Pensando bem, ela se deu conta do que dissera e rapidamente olhou para Li Mu: “Não estou falando do senhor! O senhor não é... bem, não é como os outros...”

Li Mu entendia por que Liu Hanyan tinha esse temperamento. Ter sido traída pelos pais marcara-lhe profundamente o coração, tornando impossível confiar facilmente em qualquer pessoa.

Além disso, havia outro motivo importante: ela era rica. Neste mundo, poucas coisas não se compram com dinheiro, e ela não precisava depender dos outros — se alguém dependia, era ela.

Quando Li Mu levou a comida até a Livraria Nuvem de Fumaça, Liu Hanyan estava no ateliê de música, compondo.

Li Mu não entendia de música, só podia, pela memória, assoviar desafinadamente. Liu Hanyan precisava, mantendo a estrutura principal de “Liang Zhu”, recriar a peça, tarefa nada fácil.

Vendo-a exausta, Li Mu pousou o recipiente sobre a mesa e disse: “Coma e descanse um pouco. Se continuar assim, nem o talismã de rejuvenescimento vai funcionar.”

Liu Hanyan assentiu, mas não desviou o olhar das partituras.

Li Mu acenou: “Não esqueça de comer. Vou patrulhar...”

Pouco depois, Liu Hanyan largou a partitura, recostou-se na cadeira e espreguiçou-se, quando o estômago roncou de repente.

Só então percebeu que, desde cedo, estava ajustando a melodia de “A Borboleta Transformada” e não comera nada.

Abriu o recipiente: o macarrão ainda soltava vapor, e um ovo pochê repousava sobre ele, exalando um aroma irresistível.

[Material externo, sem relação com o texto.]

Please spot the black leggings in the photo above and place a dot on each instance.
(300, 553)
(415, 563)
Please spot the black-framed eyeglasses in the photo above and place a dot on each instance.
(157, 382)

Com água na boca, Liu Hanyan pegou os hashis e rapidamente comeu toda a tigela, até o caldo bebeu, compreendendo por que Wanwan gostava tanto do macarrão que ele preparava.

Depois de comer, massageou as têmporas doloridas, lembrando do conselho de Li Mu. Pensou em descansar, mas só de imaginar o pesadelo que a visitava sempre que dormia, hesitou e voltou a pegar a partitura...

...

A noite estava tranquila. Li Mu sentava-se de pernas cruzadas na cama, guiando a energia na rotina de cultivo.

Num dado momento, seus olhos fechados se abriram de repente.

Instantes antes, Li Mu sentiu uma vaga inquietação. Era algo sutil, que só percebeu por estar num estado mental concentrado; em outra situação, talvez não notasse.

Quem alcança o primeiro domínio de cultivo, refinando a alma do cão cadáver, desenvolve um sexto sentido, capaz de pressentir perigos iminentes.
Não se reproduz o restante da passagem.